The complete URL could look like this https://datahub-425aagcte.sesam.cloud/api/publishers/person-crm-httpendpoint/entities?since=255:

All of these templates provide the data from the HTTP endpoint as a JSON-formatted string object named entities. We can now replace the printing of this string with our own implementation to make use of the data.

Writing data to external systems

How we write data to a system from Sesam depends on the target system. For many databases, APIs and other targets there are ready-made connectors in Sesam. These are available as systems and can be created using templates, in which you fill in the required connection info.
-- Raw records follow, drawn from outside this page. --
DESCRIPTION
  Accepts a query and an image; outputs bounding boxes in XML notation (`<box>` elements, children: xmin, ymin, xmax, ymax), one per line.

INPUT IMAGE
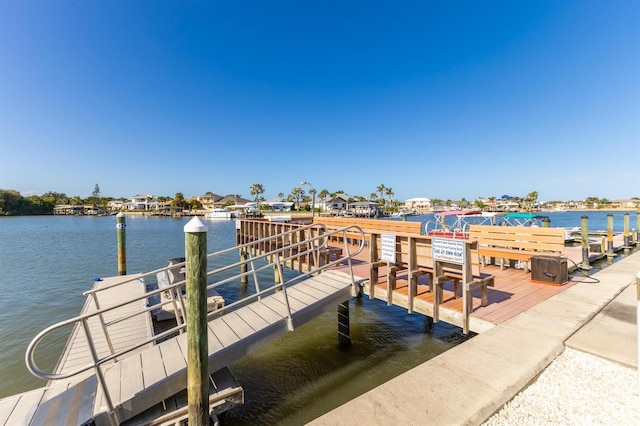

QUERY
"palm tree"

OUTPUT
<box><xmin>384</xmin><ymin>188</ymin><xmax>395</xmax><ymax>209</ymax></box>
<box><xmin>290</xmin><ymin>186</ymin><xmax>304</xmax><ymax>210</ymax></box>
<box><xmin>171</xmin><ymin>192</ymin><xmax>185</xmax><ymax>207</ymax></box>
<box><xmin>249</xmin><ymin>183</ymin><xmax>264</xmax><ymax>210</ymax></box>
<box><xmin>376</xmin><ymin>183</ymin><xmax>387</xmax><ymax>208</ymax></box>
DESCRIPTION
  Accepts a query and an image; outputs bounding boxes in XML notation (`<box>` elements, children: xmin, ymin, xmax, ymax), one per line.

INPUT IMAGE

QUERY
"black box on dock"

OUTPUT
<box><xmin>531</xmin><ymin>256</ymin><xmax>569</xmax><ymax>285</ymax></box>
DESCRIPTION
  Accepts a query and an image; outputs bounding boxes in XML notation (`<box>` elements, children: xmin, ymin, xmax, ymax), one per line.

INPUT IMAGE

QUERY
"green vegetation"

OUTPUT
<box><xmin>0</xmin><ymin>183</ymin><xmax>638</xmax><ymax>216</ymax></box>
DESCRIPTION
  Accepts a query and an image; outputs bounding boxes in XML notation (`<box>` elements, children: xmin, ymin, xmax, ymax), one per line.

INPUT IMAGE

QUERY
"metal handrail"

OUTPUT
<box><xmin>25</xmin><ymin>224</ymin><xmax>365</xmax><ymax>411</ymax></box>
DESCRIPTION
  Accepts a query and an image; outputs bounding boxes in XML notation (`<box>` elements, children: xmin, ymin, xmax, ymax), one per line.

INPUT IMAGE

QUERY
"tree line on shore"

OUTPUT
<box><xmin>0</xmin><ymin>183</ymin><xmax>632</xmax><ymax>216</ymax></box>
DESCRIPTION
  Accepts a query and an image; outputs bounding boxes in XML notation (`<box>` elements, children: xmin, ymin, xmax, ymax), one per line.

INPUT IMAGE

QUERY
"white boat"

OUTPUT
<box><xmin>204</xmin><ymin>208</ymin><xmax>234</xmax><ymax>219</ymax></box>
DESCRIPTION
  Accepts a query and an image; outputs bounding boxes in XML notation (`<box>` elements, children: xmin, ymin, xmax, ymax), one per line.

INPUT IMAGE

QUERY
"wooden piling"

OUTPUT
<box><xmin>184</xmin><ymin>217</ymin><xmax>209</xmax><ymax>426</ymax></box>
<box><xmin>607</xmin><ymin>213</ymin><xmax>614</xmax><ymax>257</ymax></box>
<box><xmin>116</xmin><ymin>212</ymin><xmax>127</xmax><ymax>275</ymax></box>
<box><xmin>623</xmin><ymin>213</ymin><xmax>631</xmax><ymax>247</ymax></box>
<box><xmin>240</xmin><ymin>250</ymin><xmax>249</xmax><ymax>286</ymax></box>
<box><xmin>338</xmin><ymin>300</ymin><xmax>351</xmax><ymax>347</ymax></box>
<box><xmin>580</xmin><ymin>216</ymin><xmax>591</xmax><ymax>270</ymax></box>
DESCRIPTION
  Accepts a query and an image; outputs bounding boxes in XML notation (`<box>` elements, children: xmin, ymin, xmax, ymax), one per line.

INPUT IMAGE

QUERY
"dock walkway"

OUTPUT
<box><xmin>309</xmin><ymin>252</ymin><xmax>640</xmax><ymax>426</ymax></box>
<box><xmin>0</xmin><ymin>225</ymin><xmax>362</xmax><ymax>426</ymax></box>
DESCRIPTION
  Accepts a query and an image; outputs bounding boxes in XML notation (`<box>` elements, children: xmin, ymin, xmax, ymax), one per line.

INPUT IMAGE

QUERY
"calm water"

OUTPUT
<box><xmin>0</xmin><ymin>212</ymin><xmax>636</xmax><ymax>425</ymax></box>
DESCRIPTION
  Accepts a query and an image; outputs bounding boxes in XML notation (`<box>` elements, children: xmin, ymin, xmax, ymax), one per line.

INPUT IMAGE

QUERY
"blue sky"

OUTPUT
<box><xmin>0</xmin><ymin>0</ymin><xmax>640</xmax><ymax>201</ymax></box>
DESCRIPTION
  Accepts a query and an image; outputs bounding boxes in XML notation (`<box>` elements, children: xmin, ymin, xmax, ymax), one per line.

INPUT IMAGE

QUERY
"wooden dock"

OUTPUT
<box><xmin>49</xmin><ymin>274</ymin><xmax>154</xmax><ymax>386</ymax></box>
<box><xmin>0</xmin><ymin>220</ymin><xmax>362</xmax><ymax>426</ymax></box>
<box><xmin>337</xmin><ymin>231</ymin><xmax>636</xmax><ymax>333</ymax></box>
<box><xmin>0</xmin><ymin>275</ymin><xmax>153</xmax><ymax>426</ymax></box>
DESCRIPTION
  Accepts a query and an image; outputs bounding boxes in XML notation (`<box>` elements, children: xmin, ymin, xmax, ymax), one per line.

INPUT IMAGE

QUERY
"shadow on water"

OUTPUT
<box><xmin>220</xmin><ymin>297</ymin><xmax>468</xmax><ymax>425</ymax></box>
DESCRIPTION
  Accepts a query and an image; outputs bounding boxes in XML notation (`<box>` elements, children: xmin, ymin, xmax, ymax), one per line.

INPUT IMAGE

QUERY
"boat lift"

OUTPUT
<box><xmin>424</xmin><ymin>210</ymin><xmax>504</xmax><ymax>238</ymax></box>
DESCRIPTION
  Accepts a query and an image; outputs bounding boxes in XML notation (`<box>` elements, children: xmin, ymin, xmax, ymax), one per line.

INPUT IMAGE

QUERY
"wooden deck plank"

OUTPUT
<box><xmin>120</xmin><ymin>350</ymin><xmax>144</xmax><ymax>401</ymax></box>
<box><xmin>218</xmin><ymin>309</ymin><xmax>255</xmax><ymax>339</ymax></box>
<box><xmin>4</xmin><ymin>388</ymin><xmax>46</xmax><ymax>426</ymax></box>
<box><xmin>157</xmin><ymin>338</ymin><xmax>187</xmax><ymax>376</ymax></box>
<box><xmin>237</xmin><ymin>308</ymin><xmax>278</xmax><ymax>331</ymax></box>
<box><xmin>248</xmin><ymin>301</ymin><xmax>283</xmax><ymax>324</ymax></box>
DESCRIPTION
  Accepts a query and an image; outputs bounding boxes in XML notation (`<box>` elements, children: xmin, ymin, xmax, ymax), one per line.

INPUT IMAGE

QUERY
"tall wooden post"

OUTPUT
<box><xmin>338</xmin><ymin>300</ymin><xmax>351</xmax><ymax>346</ymax></box>
<box><xmin>184</xmin><ymin>217</ymin><xmax>209</xmax><ymax>426</ymax></box>
<box><xmin>607</xmin><ymin>213</ymin><xmax>613</xmax><ymax>257</ymax></box>
<box><xmin>580</xmin><ymin>216</ymin><xmax>591</xmax><ymax>270</ymax></box>
<box><xmin>624</xmin><ymin>213</ymin><xmax>631</xmax><ymax>247</ymax></box>
<box><xmin>116</xmin><ymin>212</ymin><xmax>127</xmax><ymax>275</ymax></box>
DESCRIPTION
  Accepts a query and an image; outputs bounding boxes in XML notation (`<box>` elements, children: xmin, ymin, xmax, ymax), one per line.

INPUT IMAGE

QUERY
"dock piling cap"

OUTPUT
<box><xmin>184</xmin><ymin>217</ymin><xmax>209</xmax><ymax>233</ymax></box>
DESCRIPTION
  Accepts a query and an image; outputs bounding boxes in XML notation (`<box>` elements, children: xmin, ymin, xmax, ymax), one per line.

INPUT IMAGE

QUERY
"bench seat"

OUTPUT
<box><xmin>469</xmin><ymin>225</ymin><xmax>564</xmax><ymax>273</ymax></box>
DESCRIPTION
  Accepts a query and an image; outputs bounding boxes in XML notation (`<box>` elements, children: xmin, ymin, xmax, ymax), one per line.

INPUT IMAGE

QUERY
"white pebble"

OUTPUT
<box><xmin>483</xmin><ymin>348</ymin><xmax>640</xmax><ymax>426</ymax></box>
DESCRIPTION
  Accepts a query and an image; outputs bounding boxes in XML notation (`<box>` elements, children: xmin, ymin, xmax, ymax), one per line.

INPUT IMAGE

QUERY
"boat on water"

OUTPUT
<box><xmin>504</xmin><ymin>213</ymin><xmax>549</xmax><ymax>226</ymax></box>
<box><xmin>425</xmin><ymin>209</ymin><xmax>504</xmax><ymax>239</ymax></box>
<box><xmin>153</xmin><ymin>257</ymin><xmax>225</xmax><ymax>321</ymax></box>
<box><xmin>204</xmin><ymin>208</ymin><xmax>236</xmax><ymax>219</ymax></box>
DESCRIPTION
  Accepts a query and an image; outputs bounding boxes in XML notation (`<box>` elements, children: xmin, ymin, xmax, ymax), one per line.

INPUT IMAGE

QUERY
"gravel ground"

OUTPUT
<box><xmin>483</xmin><ymin>348</ymin><xmax>640</xmax><ymax>426</ymax></box>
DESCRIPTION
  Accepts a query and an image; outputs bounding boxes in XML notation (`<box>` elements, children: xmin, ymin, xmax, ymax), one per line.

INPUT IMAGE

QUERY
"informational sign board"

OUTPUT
<box><xmin>431</xmin><ymin>238</ymin><xmax>465</xmax><ymax>265</ymax></box>
<box><xmin>380</xmin><ymin>234</ymin><xmax>396</xmax><ymax>263</ymax></box>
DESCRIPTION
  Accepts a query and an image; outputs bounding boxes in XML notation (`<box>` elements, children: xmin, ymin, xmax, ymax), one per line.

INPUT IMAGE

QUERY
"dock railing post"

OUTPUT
<box><xmin>184</xmin><ymin>217</ymin><xmax>209</xmax><ymax>425</ymax></box>
<box><xmin>116</xmin><ymin>212</ymin><xmax>127</xmax><ymax>275</ymax></box>
<box><xmin>580</xmin><ymin>216</ymin><xmax>591</xmax><ymax>270</ymax></box>
<box><xmin>607</xmin><ymin>213</ymin><xmax>613</xmax><ymax>257</ymax></box>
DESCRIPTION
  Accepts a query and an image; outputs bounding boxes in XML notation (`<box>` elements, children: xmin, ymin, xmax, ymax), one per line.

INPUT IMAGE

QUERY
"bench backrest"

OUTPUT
<box><xmin>370</xmin><ymin>232</ymin><xmax>480</xmax><ymax>275</ymax></box>
<box><xmin>469</xmin><ymin>225</ymin><xmax>564</xmax><ymax>253</ymax></box>
<box><xmin>313</xmin><ymin>217</ymin><xmax>422</xmax><ymax>240</ymax></box>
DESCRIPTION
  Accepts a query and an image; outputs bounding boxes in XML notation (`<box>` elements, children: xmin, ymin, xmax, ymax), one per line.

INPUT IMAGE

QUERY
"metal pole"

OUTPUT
<box><xmin>184</xmin><ymin>217</ymin><xmax>209</xmax><ymax>426</ymax></box>
<box><xmin>116</xmin><ymin>212</ymin><xmax>127</xmax><ymax>275</ymax></box>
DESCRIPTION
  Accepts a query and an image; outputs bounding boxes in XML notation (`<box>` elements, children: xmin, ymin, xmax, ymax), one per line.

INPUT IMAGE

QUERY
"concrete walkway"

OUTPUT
<box><xmin>310</xmin><ymin>248</ymin><xmax>640</xmax><ymax>425</ymax></box>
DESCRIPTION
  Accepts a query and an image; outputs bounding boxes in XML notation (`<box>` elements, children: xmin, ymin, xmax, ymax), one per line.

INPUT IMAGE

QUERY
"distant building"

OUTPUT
<box><xmin>316</xmin><ymin>194</ymin><xmax>349</xmax><ymax>213</ymax></box>
<box><xmin>404</xmin><ymin>198</ymin><xmax>432</xmax><ymax>214</ymax></box>
<box><xmin>126</xmin><ymin>194</ymin><xmax>159</xmax><ymax>211</ymax></box>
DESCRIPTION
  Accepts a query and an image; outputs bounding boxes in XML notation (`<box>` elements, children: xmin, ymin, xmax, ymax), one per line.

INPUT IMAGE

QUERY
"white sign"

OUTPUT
<box><xmin>380</xmin><ymin>234</ymin><xmax>396</xmax><ymax>263</ymax></box>
<box><xmin>431</xmin><ymin>238</ymin><xmax>465</xmax><ymax>265</ymax></box>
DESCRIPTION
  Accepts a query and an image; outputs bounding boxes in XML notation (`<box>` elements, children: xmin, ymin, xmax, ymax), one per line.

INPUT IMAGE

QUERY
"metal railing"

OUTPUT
<box><xmin>25</xmin><ymin>224</ymin><xmax>365</xmax><ymax>418</ymax></box>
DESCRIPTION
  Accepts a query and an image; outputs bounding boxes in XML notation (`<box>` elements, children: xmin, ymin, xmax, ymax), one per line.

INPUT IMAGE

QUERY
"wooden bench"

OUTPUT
<box><xmin>369</xmin><ymin>233</ymin><xmax>495</xmax><ymax>334</ymax></box>
<box><xmin>469</xmin><ymin>225</ymin><xmax>564</xmax><ymax>273</ymax></box>
<box><xmin>313</xmin><ymin>217</ymin><xmax>422</xmax><ymax>245</ymax></box>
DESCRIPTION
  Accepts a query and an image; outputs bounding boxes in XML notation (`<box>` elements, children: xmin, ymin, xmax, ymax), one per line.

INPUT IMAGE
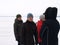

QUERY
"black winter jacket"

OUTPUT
<box><xmin>14</xmin><ymin>19</ymin><xmax>23</xmax><ymax>42</ymax></box>
<box><xmin>40</xmin><ymin>9</ymin><xmax>59</xmax><ymax>45</ymax></box>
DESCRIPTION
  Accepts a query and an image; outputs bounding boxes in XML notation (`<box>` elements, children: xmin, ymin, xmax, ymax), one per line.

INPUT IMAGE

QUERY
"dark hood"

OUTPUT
<box><xmin>44</xmin><ymin>7</ymin><xmax>57</xmax><ymax>19</ymax></box>
<box><xmin>15</xmin><ymin>19</ymin><xmax>23</xmax><ymax>23</ymax></box>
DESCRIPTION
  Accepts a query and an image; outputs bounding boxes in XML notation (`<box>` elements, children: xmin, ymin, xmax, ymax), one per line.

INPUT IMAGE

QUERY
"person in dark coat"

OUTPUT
<box><xmin>23</xmin><ymin>13</ymin><xmax>37</xmax><ymax>45</ymax></box>
<box><xmin>40</xmin><ymin>7</ymin><xmax>59</xmax><ymax>45</ymax></box>
<box><xmin>36</xmin><ymin>15</ymin><xmax>45</xmax><ymax>45</ymax></box>
<box><xmin>14</xmin><ymin>14</ymin><xmax>23</xmax><ymax>45</ymax></box>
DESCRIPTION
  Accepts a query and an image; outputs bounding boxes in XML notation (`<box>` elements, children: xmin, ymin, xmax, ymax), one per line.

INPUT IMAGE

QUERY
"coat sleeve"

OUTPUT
<box><xmin>40</xmin><ymin>23</ymin><xmax>47</xmax><ymax>39</ymax></box>
<box><xmin>14</xmin><ymin>23</ymin><xmax>18</xmax><ymax>41</ymax></box>
<box><xmin>21</xmin><ymin>24</ymin><xmax>26</xmax><ymax>44</ymax></box>
<box><xmin>34</xmin><ymin>24</ymin><xmax>38</xmax><ymax>43</ymax></box>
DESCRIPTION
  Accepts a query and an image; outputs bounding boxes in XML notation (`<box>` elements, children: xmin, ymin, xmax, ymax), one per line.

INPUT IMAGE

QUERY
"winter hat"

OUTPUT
<box><xmin>27</xmin><ymin>13</ymin><xmax>33</xmax><ymax>18</ymax></box>
<box><xmin>40</xmin><ymin>15</ymin><xmax>45</xmax><ymax>19</ymax></box>
<box><xmin>16</xmin><ymin>14</ymin><xmax>21</xmax><ymax>18</ymax></box>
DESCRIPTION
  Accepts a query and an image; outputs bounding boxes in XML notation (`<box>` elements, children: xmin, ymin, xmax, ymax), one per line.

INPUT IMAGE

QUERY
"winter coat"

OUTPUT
<box><xmin>23</xmin><ymin>20</ymin><xmax>37</xmax><ymax>45</ymax></box>
<box><xmin>37</xmin><ymin>20</ymin><xmax>43</xmax><ymax>43</ymax></box>
<box><xmin>40</xmin><ymin>9</ymin><xmax>59</xmax><ymax>45</ymax></box>
<box><xmin>14</xmin><ymin>19</ymin><xmax>23</xmax><ymax>42</ymax></box>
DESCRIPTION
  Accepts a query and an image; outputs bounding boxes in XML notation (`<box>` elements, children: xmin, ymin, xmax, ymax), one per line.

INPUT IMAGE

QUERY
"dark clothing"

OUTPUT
<box><xmin>40</xmin><ymin>9</ymin><xmax>59</xmax><ymax>45</ymax></box>
<box><xmin>37</xmin><ymin>20</ymin><xmax>43</xmax><ymax>43</ymax></box>
<box><xmin>23</xmin><ymin>21</ymin><xmax>37</xmax><ymax>45</ymax></box>
<box><xmin>14</xmin><ymin>19</ymin><xmax>23</xmax><ymax>42</ymax></box>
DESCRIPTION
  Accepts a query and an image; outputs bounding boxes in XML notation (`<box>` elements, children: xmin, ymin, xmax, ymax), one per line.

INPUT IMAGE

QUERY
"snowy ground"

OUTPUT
<box><xmin>0</xmin><ymin>17</ymin><xmax>60</xmax><ymax>45</ymax></box>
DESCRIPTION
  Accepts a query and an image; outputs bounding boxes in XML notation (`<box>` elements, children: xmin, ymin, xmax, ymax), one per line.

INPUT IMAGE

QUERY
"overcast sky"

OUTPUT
<box><xmin>0</xmin><ymin>0</ymin><xmax>60</xmax><ymax>16</ymax></box>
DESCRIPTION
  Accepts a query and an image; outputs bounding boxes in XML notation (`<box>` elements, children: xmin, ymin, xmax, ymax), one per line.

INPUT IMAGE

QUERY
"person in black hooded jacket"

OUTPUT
<box><xmin>23</xmin><ymin>13</ymin><xmax>38</xmax><ymax>45</ymax></box>
<box><xmin>14</xmin><ymin>14</ymin><xmax>23</xmax><ymax>45</ymax></box>
<box><xmin>40</xmin><ymin>7</ymin><xmax>59</xmax><ymax>45</ymax></box>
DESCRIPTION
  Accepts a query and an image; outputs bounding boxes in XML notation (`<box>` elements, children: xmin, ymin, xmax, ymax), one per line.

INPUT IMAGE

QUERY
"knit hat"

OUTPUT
<box><xmin>40</xmin><ymin>15</ymin><xmax>45</xmax><ymax>19</ymax></box>
<box><xmin>27</xmin><ymin>13</ymin><xmax>33</xmax><ymax>18</ymax></box>
<box><xmin>16</xmin><ymin>14</ymin><xmax>21</xmax><ymax>18</ymax></box>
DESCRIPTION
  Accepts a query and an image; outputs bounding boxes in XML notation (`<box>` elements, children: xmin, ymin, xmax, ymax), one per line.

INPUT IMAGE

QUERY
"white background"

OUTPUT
<box><xmin>0</xmin><ymin>0</ymin><xmax>60</xmax><ymax>45</ymax></box>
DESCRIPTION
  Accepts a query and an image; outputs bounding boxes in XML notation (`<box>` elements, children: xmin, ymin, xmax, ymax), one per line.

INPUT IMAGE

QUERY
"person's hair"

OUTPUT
<box><xmin>40</xmin><ymin>15</ymin><xmax>45</xmax><ymax>19</ymax></box>
<box><xmin>16</xmin><ymin>14</ymin><xmax>22</xmax><ymax>18</ymax></box>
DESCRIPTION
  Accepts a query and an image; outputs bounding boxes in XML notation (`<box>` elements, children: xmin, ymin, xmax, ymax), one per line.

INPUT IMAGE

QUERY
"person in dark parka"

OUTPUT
<box><xmin>14</xmin><ymin>14</ymin><xmax>23</xmax><ymax>45</ymax></box>
<box><xmin>40</xmin><ymin>7</ymin><xmax>59</xmax><ymax>45</ymax></box>
<box><xmin>23</xmin><ymin>13</ymin><xmax>37</xmax><ymax>45</ymax></box>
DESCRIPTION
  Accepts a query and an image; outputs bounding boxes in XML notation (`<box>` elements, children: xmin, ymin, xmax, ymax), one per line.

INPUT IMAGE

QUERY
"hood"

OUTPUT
<box><xmin>15</xmin><ymin>19</ymin><xmax>23</xmax><ymax>23</ymax></box>
<box><xmin>44</xmin><ymin>7</ymin><xmax>57</xmax><ymax>19</ymax></box>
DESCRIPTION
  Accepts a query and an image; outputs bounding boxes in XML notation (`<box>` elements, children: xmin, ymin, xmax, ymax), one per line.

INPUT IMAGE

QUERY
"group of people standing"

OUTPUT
<box><xmin>14</xmin><ymin>7</ymin><xmax>59</xmax><ymax>45</ymax></box>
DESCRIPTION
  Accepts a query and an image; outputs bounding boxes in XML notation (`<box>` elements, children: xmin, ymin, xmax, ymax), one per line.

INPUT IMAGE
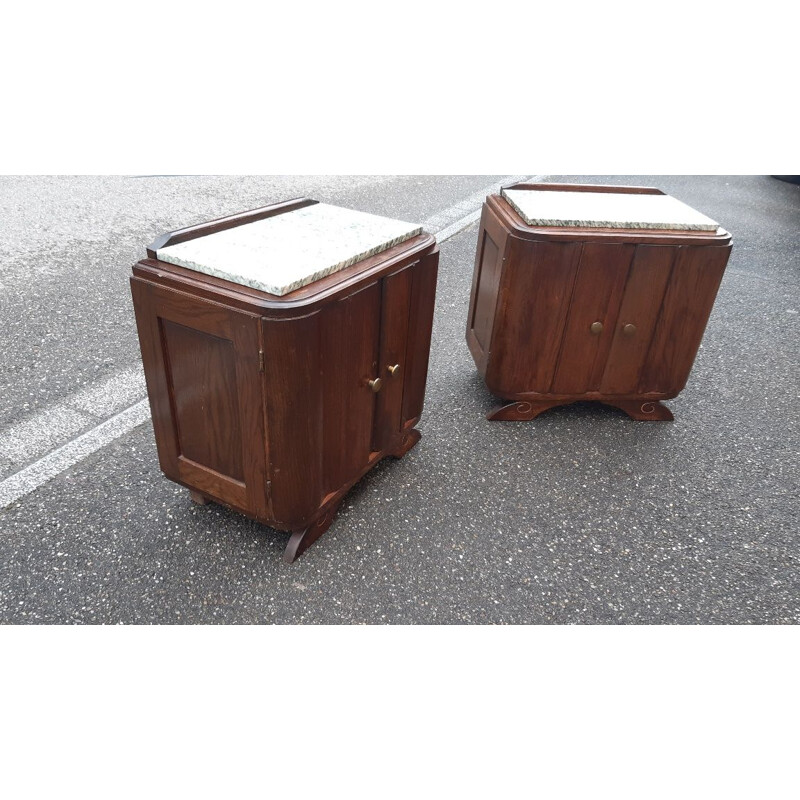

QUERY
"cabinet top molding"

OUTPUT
<box><xmin>503</xmin><ymin>189</ymin><xmax>719</xmax><ymax>231</ymax></box>
<box><xmin>487</xmin><ymin>183</ymin><xmax>731</xmax><ymax>245</ymax></box>
<box><xmin>148</xmin><ymin>201</ymin><xmax>422</xmax><ymax>297</ymax></box>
The system in Sesam then serves as your connection to the external system. Previously in these labs we set up a URL-system in our Sesam node to import data from geonorge.no.

If a system in Sesam is connected to an external system that we can write to, we can reference that Sesam-system in an output pipe's sink. When the pipe is run, data will be written to the external system instead of a dataset in Sesam.

If we need to connect to a system that is not supported out-of-the-box or do operations that are not supported we can create and run a custom microservice as a system, used with a JSON push sink. You can find open-source, community developed microservices at https://github.com/sesam-community. We can also expose data directly in an HTTP publisher endpoint as JSON, CSV or XML without any system, just using a sink.

You will find documentation for the systems and sinks on the Developer Guide's Service Configuration page.

Lab time

Now that we have had a look at different types of sinks it's time to have a go at the Writing data to external systems section of the labs.

Pumps

The pumps specify the schedule with which the pipe runs. This can be done through a scheduled interval specified either pr.seconds, hours, days, weeks or months. A pump can be added to a pipe through the Schedule template.

Dead letters

"Pump" is also the part of the pipe where more advanced settings for keeping control of dead letters are configured.

A general definition of "dead letter" is a letter sent to unknown address, in other words "failed delivery". Transferring this to Sesam, a dead letter is an entity in a dataset that fails to write when a pipe runs. Hence a "failed delivery" to the target system it is supposed to be written to.

If a pipe fails, Sesam provides a function which allows failed entities to be written to a "dead letter" dataset. If the entities can be transferred later on, they are flagged as "ok" in the dead letter dataset. Sesam can be configured to keep trying to write the entities to appropriate dataset.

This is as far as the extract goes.